The payment of dividends also sends a signal to investors about the company’s financial health: if they increase the dividend, investors take it as a positive sign. The company is doing well and has surplus cash to dole out to investors. If they stop paying or cut their dividend, investors are likely to get nervous.
Not all companies pay dividends – for instance, younger companies focused on growth are often better off reinvesting that cash into the company. Financial services, utilities and auto companies tend to be regular dividend-payers, though financial and utilities are known for increasing their payments over time.
How do you know whether a stock is any good?
Evaluating stocks involves a lot of hard work, which is why we recommend investing in funds (that requires its own kind of homework, but at least you’re not placing a bet on one company).
Picking stocks is much like evaluating any business or company you might consider buying.
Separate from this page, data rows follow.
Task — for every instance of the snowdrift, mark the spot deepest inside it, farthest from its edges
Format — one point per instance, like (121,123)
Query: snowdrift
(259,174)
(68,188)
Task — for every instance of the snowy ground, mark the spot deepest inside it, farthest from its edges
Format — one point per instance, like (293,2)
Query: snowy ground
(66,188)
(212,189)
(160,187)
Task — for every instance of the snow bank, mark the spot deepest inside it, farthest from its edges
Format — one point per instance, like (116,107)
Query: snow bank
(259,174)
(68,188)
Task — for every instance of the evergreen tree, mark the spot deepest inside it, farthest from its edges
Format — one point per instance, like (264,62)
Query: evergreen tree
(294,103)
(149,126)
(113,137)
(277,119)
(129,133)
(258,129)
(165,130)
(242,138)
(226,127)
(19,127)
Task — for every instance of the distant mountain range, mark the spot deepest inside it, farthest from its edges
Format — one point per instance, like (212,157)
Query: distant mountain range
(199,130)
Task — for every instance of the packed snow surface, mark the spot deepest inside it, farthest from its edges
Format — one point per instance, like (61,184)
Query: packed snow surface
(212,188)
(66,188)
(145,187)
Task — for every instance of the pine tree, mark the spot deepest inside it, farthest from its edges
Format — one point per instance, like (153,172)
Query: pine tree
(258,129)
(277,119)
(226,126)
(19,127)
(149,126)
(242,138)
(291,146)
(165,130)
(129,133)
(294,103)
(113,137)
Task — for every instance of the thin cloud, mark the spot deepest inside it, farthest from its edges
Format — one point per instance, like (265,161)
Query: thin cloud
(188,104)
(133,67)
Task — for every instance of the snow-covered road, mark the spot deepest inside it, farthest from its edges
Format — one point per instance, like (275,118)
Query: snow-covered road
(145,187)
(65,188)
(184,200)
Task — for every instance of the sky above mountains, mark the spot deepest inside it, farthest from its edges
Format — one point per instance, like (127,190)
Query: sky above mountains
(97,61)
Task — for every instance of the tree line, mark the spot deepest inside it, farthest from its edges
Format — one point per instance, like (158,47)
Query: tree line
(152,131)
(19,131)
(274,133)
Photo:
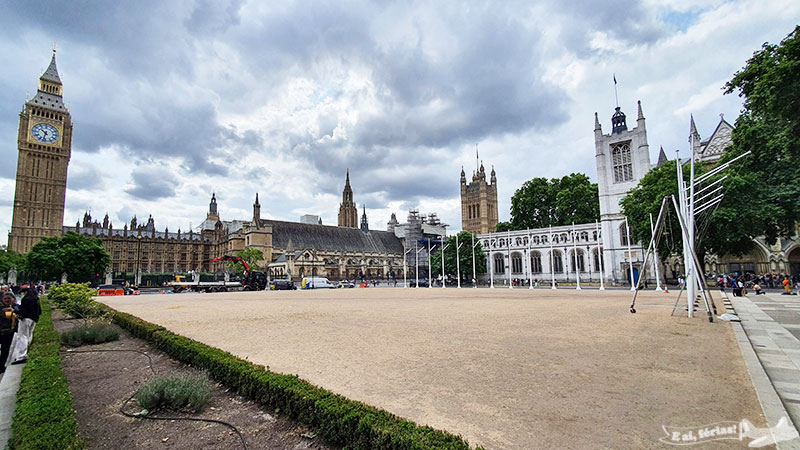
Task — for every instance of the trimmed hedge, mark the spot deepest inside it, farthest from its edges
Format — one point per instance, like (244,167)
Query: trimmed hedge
(44,418)
(339,420)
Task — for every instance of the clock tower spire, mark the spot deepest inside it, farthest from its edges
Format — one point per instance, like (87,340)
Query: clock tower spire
(44,142)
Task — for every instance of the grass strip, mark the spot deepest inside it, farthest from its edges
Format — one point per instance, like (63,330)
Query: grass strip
(336,418)
(44,417)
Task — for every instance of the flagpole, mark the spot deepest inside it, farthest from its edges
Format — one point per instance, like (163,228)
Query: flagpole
(552,271)
(600,255)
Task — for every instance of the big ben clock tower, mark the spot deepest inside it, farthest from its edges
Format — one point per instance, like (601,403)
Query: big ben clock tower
(45,144)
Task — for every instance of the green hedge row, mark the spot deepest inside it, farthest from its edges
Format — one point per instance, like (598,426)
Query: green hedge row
(44,418)
(339,420)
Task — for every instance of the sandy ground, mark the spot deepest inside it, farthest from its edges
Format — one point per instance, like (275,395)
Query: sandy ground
(511,369)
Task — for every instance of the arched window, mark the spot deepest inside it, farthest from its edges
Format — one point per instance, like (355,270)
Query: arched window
(536,262)
(597,261)
(579,258)
(621,161)
(558,263)
(516,263)
(499,264)
(623,234)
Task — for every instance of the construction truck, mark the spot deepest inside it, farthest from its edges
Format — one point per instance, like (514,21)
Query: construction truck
(252,280)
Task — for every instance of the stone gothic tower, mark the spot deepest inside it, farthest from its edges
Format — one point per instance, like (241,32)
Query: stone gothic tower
(44,142)
(348,213)
(622,159)
(479,202)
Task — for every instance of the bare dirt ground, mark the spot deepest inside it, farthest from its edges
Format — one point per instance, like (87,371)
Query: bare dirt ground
(511,369)
(101,382)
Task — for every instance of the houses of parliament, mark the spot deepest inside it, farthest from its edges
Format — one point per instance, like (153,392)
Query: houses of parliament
(350,250)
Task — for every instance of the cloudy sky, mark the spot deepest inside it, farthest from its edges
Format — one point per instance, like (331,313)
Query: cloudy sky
(175,100)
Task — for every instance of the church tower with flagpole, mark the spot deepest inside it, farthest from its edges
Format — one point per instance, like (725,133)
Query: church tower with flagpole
(44,142)
(348,213)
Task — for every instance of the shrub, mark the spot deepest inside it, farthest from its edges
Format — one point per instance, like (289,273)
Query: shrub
(44,418)
(76,300)
(94,334)
(175,393)
(339,420)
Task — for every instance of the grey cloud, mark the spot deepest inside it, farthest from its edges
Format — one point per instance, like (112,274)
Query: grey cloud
(84,178)
(152,184)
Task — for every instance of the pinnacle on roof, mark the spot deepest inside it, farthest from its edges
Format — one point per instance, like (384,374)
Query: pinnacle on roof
(51,74)
(662,157)
(693,130)
(618,124)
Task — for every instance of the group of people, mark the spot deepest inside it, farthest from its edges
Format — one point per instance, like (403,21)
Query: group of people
(741,283)
(18,317)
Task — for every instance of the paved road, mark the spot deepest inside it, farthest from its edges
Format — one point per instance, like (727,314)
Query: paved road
(772,323)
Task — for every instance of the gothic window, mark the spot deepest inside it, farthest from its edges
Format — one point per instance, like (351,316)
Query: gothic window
(536,262)
(558,264)
(621,161)
(596,261)
(499,264)
(581,265)
(623,234)
(516,263)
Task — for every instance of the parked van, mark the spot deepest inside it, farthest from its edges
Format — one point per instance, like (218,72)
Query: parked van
(316,283)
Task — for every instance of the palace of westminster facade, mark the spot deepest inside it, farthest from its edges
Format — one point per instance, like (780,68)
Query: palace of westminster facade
(352,250)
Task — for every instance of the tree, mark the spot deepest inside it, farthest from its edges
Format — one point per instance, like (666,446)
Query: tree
(80,257)
(251,256)
(464,256)
(763,194)
(539,203)
(11,260)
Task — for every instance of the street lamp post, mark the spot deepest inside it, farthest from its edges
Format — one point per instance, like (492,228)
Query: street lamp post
(575,258)
(138,274)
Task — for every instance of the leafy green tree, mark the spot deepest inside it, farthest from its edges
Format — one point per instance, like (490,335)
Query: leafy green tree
(762,195)
(763,192)
(80,257)
(464,256)
(251,255)
(539,202)
(503,226)
(10,260)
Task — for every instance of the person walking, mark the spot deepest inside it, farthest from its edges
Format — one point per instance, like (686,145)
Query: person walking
(8,326)
(29,312)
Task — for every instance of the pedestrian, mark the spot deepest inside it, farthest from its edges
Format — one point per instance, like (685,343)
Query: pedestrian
(29,312)
(8,326)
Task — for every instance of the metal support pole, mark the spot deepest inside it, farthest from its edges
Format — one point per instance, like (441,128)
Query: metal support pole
(474,273)
(508,247)
(430,276)
(490,257)
(656,261)
(575,258)
(552,269)
(530,269)
(600,255)
(458,264)
(630,254)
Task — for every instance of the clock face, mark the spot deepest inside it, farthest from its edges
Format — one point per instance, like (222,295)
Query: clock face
(44,132)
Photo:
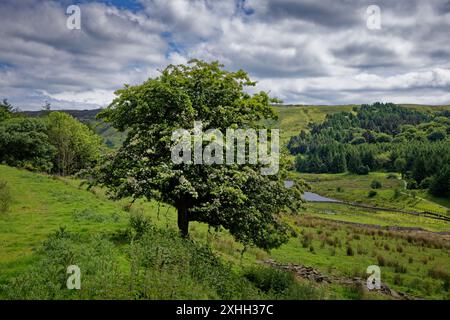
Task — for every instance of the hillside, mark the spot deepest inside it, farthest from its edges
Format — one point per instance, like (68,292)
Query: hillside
(292,118)
(335,250)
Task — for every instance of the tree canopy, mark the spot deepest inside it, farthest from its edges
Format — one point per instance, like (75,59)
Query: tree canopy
(236,197)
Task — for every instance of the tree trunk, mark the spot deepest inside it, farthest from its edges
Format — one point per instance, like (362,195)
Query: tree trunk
(183,220)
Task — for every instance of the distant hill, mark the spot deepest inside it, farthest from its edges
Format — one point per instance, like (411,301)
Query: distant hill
(292,118)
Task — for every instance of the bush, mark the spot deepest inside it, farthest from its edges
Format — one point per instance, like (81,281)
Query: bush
(376,184)
(363,170)
(24,143)
(5,197)
(139,224)
(350,251)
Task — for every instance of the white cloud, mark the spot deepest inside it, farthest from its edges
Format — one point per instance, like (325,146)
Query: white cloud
(301,51)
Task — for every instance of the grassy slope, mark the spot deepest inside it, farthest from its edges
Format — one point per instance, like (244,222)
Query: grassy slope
(42,204)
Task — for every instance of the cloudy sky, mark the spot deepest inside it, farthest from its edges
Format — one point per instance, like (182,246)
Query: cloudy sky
(302,51)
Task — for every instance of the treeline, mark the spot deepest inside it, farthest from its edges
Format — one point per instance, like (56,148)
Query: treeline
(54,142)
(379,137)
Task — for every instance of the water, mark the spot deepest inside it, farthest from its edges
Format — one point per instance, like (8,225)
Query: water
(314,197)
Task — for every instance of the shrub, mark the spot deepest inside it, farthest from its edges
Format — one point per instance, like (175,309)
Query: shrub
(439,272)
(399,268)
(139,223)
(381,260)
(392,176)
(363,170)
(5,197)
(398,280)
(350,251)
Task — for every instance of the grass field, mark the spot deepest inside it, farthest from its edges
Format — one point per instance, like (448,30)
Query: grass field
(42,204)
(294,118)
(356,188)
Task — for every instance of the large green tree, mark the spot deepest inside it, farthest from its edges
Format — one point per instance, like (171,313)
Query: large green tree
(24,143)
(237,197)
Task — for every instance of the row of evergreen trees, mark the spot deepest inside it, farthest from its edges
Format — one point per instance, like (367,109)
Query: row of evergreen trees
(379,137)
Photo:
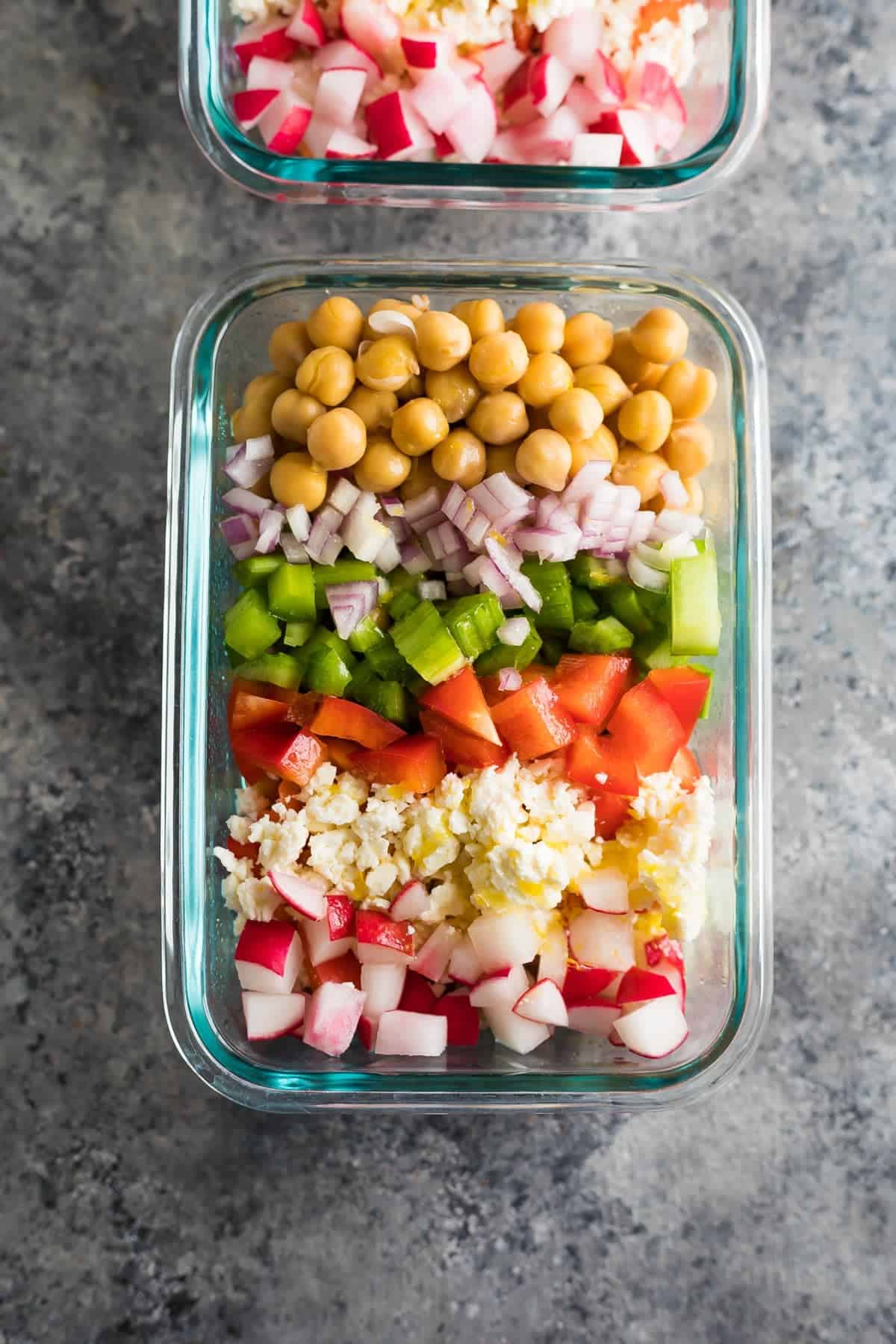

After all, when you buy a stock, you’re essentially purchasing a stake in a business.
So when assessing a stock, you want to think about the company’s profitability. How are you going to get paid? Does the stock pay a dividend? Does the company invest its earnings back into the business in order to expand it, increase its value, which will hopefully lift its stock price? Who’s the competition?
One popular measure you’re likely to hear about is a stock’s price-to-earnings ratio, or P/E ratio. This figure takes a company’s stock price and divides it by its annual earnings per share (total net income divided by total shares outstanding). A stock that trades at $30 a share and has annual net income of $3 a share would have a P/E of 10. (You can typically find a company’s earnings information on their website in their “investor relations” section.)
Market pros will often compare a stock’s P/E to the overall market’s P/E. For instance, if the S&P 500’s P/E is currently trading at 18, shares of our company would appear to be undervalued. If it was trading above 18, it might be considered expensive. That doesn’t mean you should shun a stock just because it’s expensive or buy it just because it appears cheap. For instance, a stock with a high P/E might have little in the way of earnings today, but its prospects could be really positive.
What happens when a stock splits?
A stock split increases the number of shares a company has outstanding. So, for instance, if an investor owns a share of stock trading at $50 and it undergoes a 2-for-1 stock split, the investor will be left with two shares worth $25 a share (dividends will also drop in proportion).
Investors typically view stock splits as a good thing – and often bid up the shares - even though, fundamentally, nothing has changed. Stock split enthusiasts, however, say a lower share price makes the stock appealing to a wider range of investors.
A reverse split is just the opposite: it reduces the number of shares and the stock prices increase.